With over 1,800 kids, a lot can be said about the student body. But when stereotyping the school, those same few words are heard: hick, racist, rich, white, and sports-centered.
After surveying 150 students at lunch, Oct. 2, 78 said that the number one word they hear when people talk about Howell is hick. Racist and sports-centered were also high with just under 30 people each.
“We’re considered the hick school because we’re in New Melle,” senior Ethan Childs said.
With only 6,200 people living in a two-mile radius of the school, Howell is considered in the middle of nowhere, so it is hard for students to fight the blanket statements made about our school.
“It’s split down the middle. You have the people who live in New Melle, the hicks, but they’re not all hicks. But then you just have the kids who live off of Highway K, they just live in O’Fallon,” senior Cole Litteken said.
Not only does Howell get stereotyped by its location, but also by its sports. Howell has many sports programs like football, baseball, soccer, wrestling, swimming, and many others. Baseball is a very well known at Howell with 11 state final four finishes, boys basketball, and football with one state final four finish each.
“We’re mainly sports oriented, specifically guys sports. Like girls basketball, for example, there’s no one at their games. By the time it’s boys basketball, there’s a bunch of people,” senior Olivia Hunsicker said.

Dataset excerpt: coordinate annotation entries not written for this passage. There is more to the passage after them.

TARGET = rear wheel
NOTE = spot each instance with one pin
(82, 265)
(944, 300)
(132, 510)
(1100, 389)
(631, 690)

Another stereotype that’s commonly heard is racist. Out of the 6,200 people that live in a two-mile radius of the school, 98.1% of the population is white. That combined with just over 500 people owning more than five acres of land for farming, it’s easy to use blanket statements.
“I hear ‘you’re like the whitest black person I know,’” senior Sophie Davis said, “Because there’s this stereotype that people who are black don’t enunciate right, or they act a certain way, or they talk ghetto kinda. But since I don’t do those things they’re like ‘oh you’re not one of us you’re basically white’ because I don’t fit the stereotype.”